Que signifie pour l’acquéreur le TRIP (taux de rendement interne prévisonnel) ?
Un achat d’un bien occupé par un vendeur ne permet pas à l’acquéreur d'obtenir un revenu annuel ou une revalorisation régulière de l’épargne à la différence des nombreux autres placements.
En revanche, l’acquéreur devrait bénéficier d'une plus value sur la valeur du bien devenu libre le jour de la disparition du crédirentier.
Cette plus value rémunérera l'épargne qu'il aura investie tout au long des années. C'est cette plus value globale que nous avons ramenée à l'année, en déterminant ce TRIP annuel. Il permettra de comparer une opération viagère à d'autres placements tels qu’un investissement locatif, un contrat d’assurance vie.
En fait le premier calcul que nous vous proposons d’effectuer ne tient compte que des éléments connus ou estimés au jour de la vente.

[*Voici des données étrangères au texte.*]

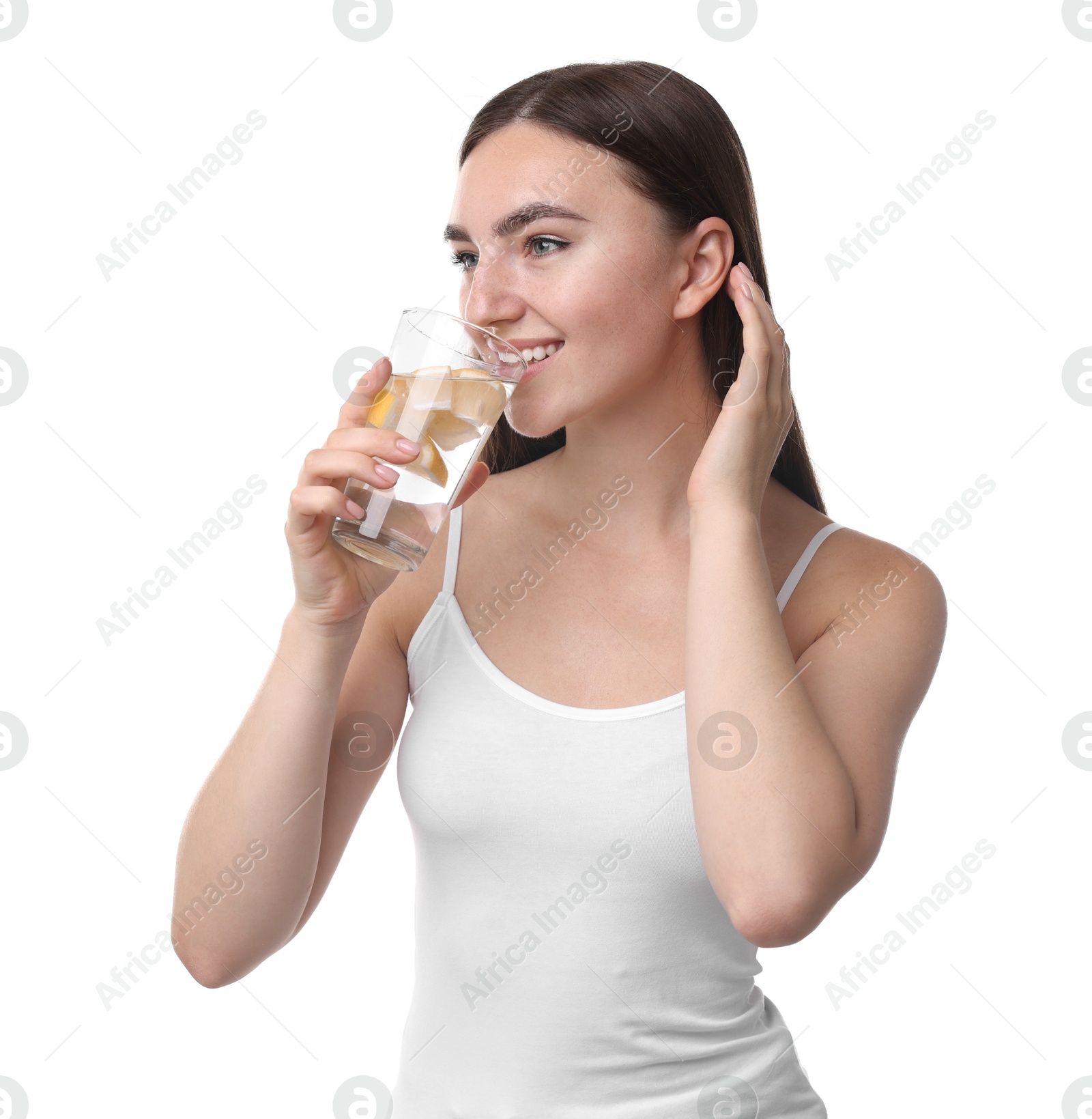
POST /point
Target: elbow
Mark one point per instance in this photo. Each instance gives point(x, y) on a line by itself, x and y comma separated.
point(207, 970)
point(773, 924)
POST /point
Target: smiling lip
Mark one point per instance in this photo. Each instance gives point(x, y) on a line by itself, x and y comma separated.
point(535, 367)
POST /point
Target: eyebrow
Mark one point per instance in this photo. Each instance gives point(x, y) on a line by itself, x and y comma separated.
point(516, 221)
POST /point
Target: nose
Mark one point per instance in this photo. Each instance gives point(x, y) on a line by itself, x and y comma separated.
point(489, 298)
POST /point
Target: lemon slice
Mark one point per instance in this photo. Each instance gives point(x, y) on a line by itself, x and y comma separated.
point(448, 431)
point(477, 397)
point(429, 464)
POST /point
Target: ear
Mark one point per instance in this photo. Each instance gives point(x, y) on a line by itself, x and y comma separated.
point(707, 251)
point(474, 481)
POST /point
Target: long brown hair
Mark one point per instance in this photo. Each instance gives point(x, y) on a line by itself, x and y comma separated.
point(677, 148)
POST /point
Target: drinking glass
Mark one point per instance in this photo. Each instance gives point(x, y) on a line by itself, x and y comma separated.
point(449, 384)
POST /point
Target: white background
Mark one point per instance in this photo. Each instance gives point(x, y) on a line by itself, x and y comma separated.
point(208, 359)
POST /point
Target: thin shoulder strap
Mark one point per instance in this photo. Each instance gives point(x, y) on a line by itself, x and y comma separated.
point(790, 583)
point(455, 530)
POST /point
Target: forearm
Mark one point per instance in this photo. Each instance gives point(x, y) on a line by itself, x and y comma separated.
point(268, 787)
point(775, 808)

Le taux de rendement annuel réel de l'épargne investie variera selon la durée réelle du placement, l'évolution de la valeur du bien, des rentes et charges que l'acquéreur supportera en réalité : il pourra, en conséquence, être sensiblement différent de celui indiqué par ces premiers calculs.

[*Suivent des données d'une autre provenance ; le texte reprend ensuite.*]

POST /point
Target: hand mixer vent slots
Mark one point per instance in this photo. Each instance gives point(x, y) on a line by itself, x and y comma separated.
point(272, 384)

Aujourd’hui, les opérations proposées aux acquéreurs doivent permettre d'escompter, au terme de l’espérance de vie du crédirentier, un taux de rendement interne prévisionnel (dit TRIP) se situant en général entre 3 et 6% par an de l’épargne qu’ils auront investie.
L’Institut Privé du Viager (IPV) est aujourd’hui le seul en France à effectuer pour le compte des acquéreurs et vendeurs, avec autant de précisions, tous les calculs leur permettant de connaître ce qu’ils peuvent attendre d’une opération viagère.
Si le vendeur et l’acquéreur le souhaitent, ces calculs pourront être soit annexés à l’acte de vente, soit conservés sous la forme d’un acte sous seing privé.
Nous entreprenons actuellement une démarche auprès des médias et des notaires leur préconisant de mentionner au moins deux TRIP (avant charges annuelles et après charges annuelles estimées) dans tous les actes. Ainsi seront évitées des opérations souvent peu avantageuses pour l’une ou l’autre des parties et d’éventuels conflits.
Bien entendu un TRIP pourrait également être déterminé pour le vendeur. Le taux obtenu sera en général plus modeste que celui déterminé pour l’acquéreur, tout particulièrement pour des biens dont la rentabilité locative est très modeste (2% par exemple pour un bien parisien d’exception). C’est pourquoi d’ailleurs aujourd’hui un achat locatif classique de ce type rapportant aussi peu n’intéresse pratiquement aucun investisseur. Enfin l’incidence des frais que supportera l’acquéreur (commission d’agence, frais d’acquisition) aura également une influence négative sur les sommes que pourra espérer obtenir le vendeur. Malheureusement ces frais sont rarement pris en considération par les divers barèmes et logiciels existants, alors que l’investisseur, lui, en tiendra compte rendant ainsi difficile la vente d’un bien, sauf à convaincre un acquéreur non averti peu sensibilisé aux chiffres. C’est pourquoi les barèmes actuels et logiciels sont peu conseillés.
Nous recommandons aux acquéreurs d’exiger de leur intermédiaire plusieurs calculs de TRIP variant selon différentes hypothèses prises en considération. S’il ne peut pas les effectuer nous le ferons moyennant des honoraires.
Attention le TRIP n’a pas la prétention d’être exact : il donne cependant un ordre de grandeur de ce que peut attendre l’acquéreur. En effet la rente pourrait être payée trimestriellement ou une fois par an ou également d’avance. Les charges réelles du propriétaire seront obligatoirement différentes de celles estimées et seront en général payées chaque trimestre. En fait, le vrai TRIP sera toujours un peu différent de celui que nous aurons calculé, mais comme la durée réelle du placement est inconnue, le TRIP calculé sera suffisant.